A $10,000 prize to be put toward lease payments awaits an entrepreneur who plans to start a business in downtown Tiffin.
Heidelberg University, Tiffin Charitable Foundation, Tiffin Tomorrow and Tiffin University are sponsoring "The New Business Competition," and a release from TU states a $10,000 grant is to be awarded as the first year's lease payments for the entrepreneur.
"I love seeing the two (school) institutions work together. ... I hope we have a really good turnout," said Lillian Schumacher, dean of TU's business school.
Haseeb Ahmed, dean of Heidelberg's business school, said the project is divided into three phases.
"We are looking for a start-up," he said.
The first phase, which occurred in November and December, involved the universities working together to develop an application for the entrepreneurs.
Ahmed said the instrument is based on success factors, such as experience in the line of business, access to capital and networking, for an entrepreneur.
Tiffin Charitable Foundation distributed the application, and a launching ceremony for the project is scheduled for 7 p.m. Jan. 26 at The National Theatre at The Ritz Theatre. Ahmed said the free program is for interested entrepreneurs, members of the business community and anyone interested in the project.
Ahmed said a group of students will select 10 entrepreneurs from the applicant pool, and both schools will work with the 10 people in developing a business plan, which is part of the second phase of the project.
Heidelberg and TU each are offering a class in business and economic theory this semester.
Schumacher said Monday was the first class at TU, and it went well. She said she is having students read books to help them understand what it means to be an entrepreneur and build successful business plans, and they looked at parts of the project.
"We kind of divided the class into project teams," she said.
Schumacher said students responded well to the project Monday.
"They're very excited. ... I actually had to turn some students away because it was going to get too big," she said.
During the second phase of the project, each student is to work as a consultant with the selected entrepreneurs and are to offer workshops. Seminars could focus on the lender's perspective of a loan application, securing financial support, marketing, competition, branding, the possible legal structure of a business, tax advice, opportunities available through the government, human resources and hiring.
Officials want the entrepreneurs to succeed and sustain business in the long run, and at the end of April, they should have a well-prepared business plan, Ahmed said.
The participants are to present their business opportunity to a group of judges.
According to the release from TU, The White Fund of Tiffin Charitable Foundation will make a grant in the amount of the first year's lease payments, up to $10,000, if the panel feels one of the business plans is ready to launch.

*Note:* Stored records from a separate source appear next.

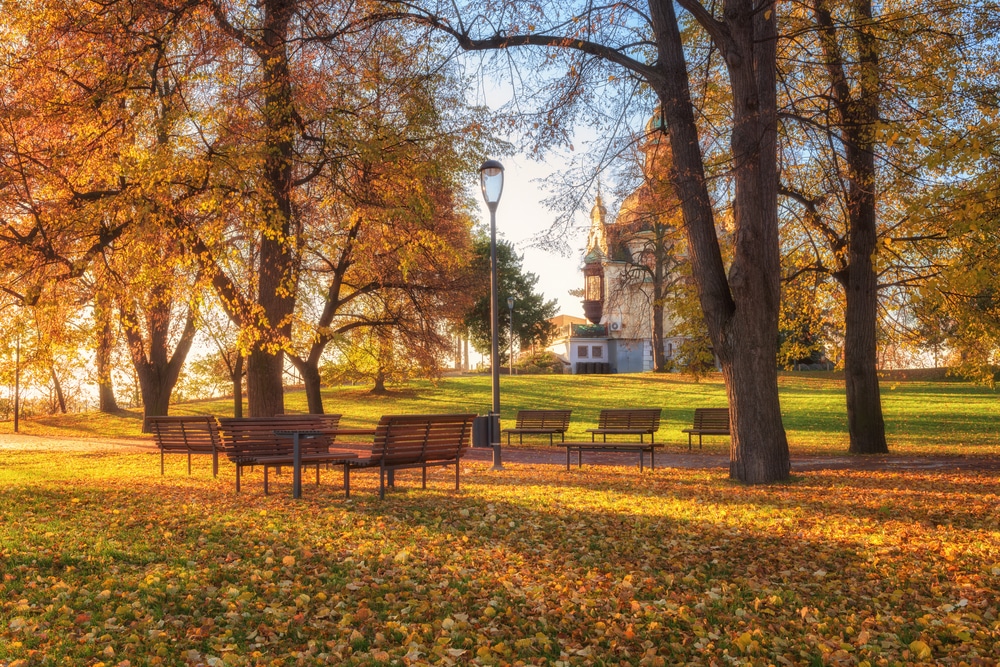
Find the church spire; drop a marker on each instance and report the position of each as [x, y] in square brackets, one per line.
[596, 239]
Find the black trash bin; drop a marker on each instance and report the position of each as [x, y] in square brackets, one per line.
[481, 430]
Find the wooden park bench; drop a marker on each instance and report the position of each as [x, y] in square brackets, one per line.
[632, 421]
[253, 441]
[636, 447]
[708, 421]
[186, 435]
[540, 422]
[414, 441]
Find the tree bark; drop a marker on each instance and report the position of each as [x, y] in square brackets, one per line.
[237, 377]
[858, 118]
[102, 360]
[60, 397]
[156, 368]
[742, 312]
[265, 364]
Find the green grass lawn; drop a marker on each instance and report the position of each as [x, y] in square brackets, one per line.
[922, 417]
[103, 562]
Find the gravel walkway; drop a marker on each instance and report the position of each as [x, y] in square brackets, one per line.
[556, 455]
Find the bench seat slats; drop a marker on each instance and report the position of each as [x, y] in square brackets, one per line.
[252, 441]
[708, 421]
[415, 441]
[540, 422]
[627, 421]
[188, 434]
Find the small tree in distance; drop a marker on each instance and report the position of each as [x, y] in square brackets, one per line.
[531, 311]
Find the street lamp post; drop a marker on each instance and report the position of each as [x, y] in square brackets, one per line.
[510, 306]
[491, 180]
[17, 384]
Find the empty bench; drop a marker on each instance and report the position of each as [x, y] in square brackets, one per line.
[708, 421]
[414, 441]
[635, 421]
[640, 448]
[187, 435]
[254, 441]
[540, 422]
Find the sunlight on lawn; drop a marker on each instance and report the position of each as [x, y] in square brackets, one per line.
[105, 561]
[922, 418]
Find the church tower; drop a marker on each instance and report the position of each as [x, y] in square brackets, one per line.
[593, 263]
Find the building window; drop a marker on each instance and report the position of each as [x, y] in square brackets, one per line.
[593, 288]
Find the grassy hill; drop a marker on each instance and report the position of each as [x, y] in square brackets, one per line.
[922, 416]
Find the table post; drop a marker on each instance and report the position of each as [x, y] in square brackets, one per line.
[296, 466]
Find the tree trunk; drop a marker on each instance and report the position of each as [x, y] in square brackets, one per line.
[237, 378]
[60, 397]
[859, 117]
[156, 369]
[659, 354]
[742, 312]
[314, 395]
[102, 360]
[379, 388]
[265, 365]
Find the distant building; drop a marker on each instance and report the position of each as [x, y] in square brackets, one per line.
[626, 263]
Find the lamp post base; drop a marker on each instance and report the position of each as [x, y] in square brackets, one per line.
[497, 464]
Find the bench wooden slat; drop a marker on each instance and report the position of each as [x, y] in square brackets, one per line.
[188, 434]
[708, 421]
[252, 441]
[627, 421]
[415, 441]
[540, 422]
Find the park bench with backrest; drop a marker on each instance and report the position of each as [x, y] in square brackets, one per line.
[252, 441]
[708, 421]
[627, 421]
[190, 434]
[414, 441]
[540, 422]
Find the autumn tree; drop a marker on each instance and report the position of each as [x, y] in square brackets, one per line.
[532, 312]
[866, 96]
[602, 43]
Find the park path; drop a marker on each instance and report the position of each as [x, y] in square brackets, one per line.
[555, 455]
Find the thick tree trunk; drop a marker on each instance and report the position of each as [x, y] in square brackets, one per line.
[741, 312]
[237, 378]
[859, 117]
[659, 354]
[156, 368]
[314, 395]
[60, 397]
[102, 360]
[265, 365]
[379, 388]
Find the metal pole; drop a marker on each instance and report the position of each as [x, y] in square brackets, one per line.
[512, 341]
[495, 347]
[17, 383]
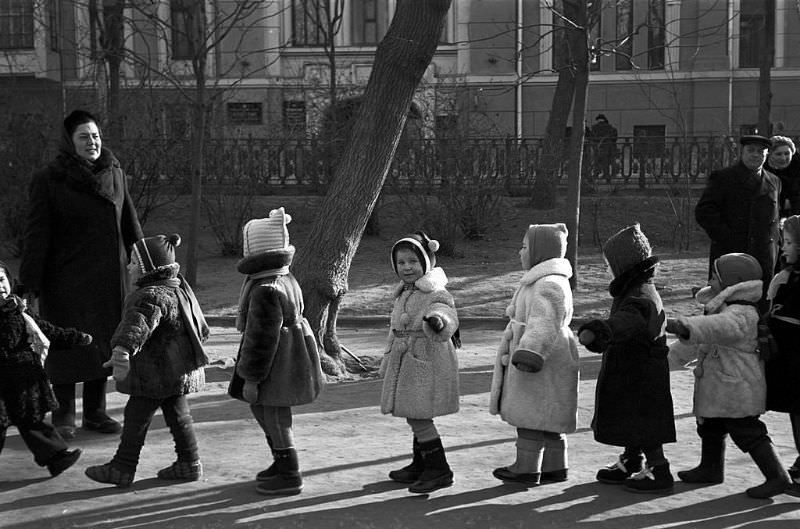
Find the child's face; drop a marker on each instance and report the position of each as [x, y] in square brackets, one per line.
[524, 254]
[409, 269]
[789, 248]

Students are to assist with the start-up and growth phase.
Schumacher said the value of the project to students is huge, and she is a big advocate of linking theory to practice, which is what the project is doing.
Students have a great opportunity to learn from the wide variance of candidates the project is going to get, she said.
"They're going to be working under some pretty ... emerging ideas, themes, a little bit of ambiguity," she said.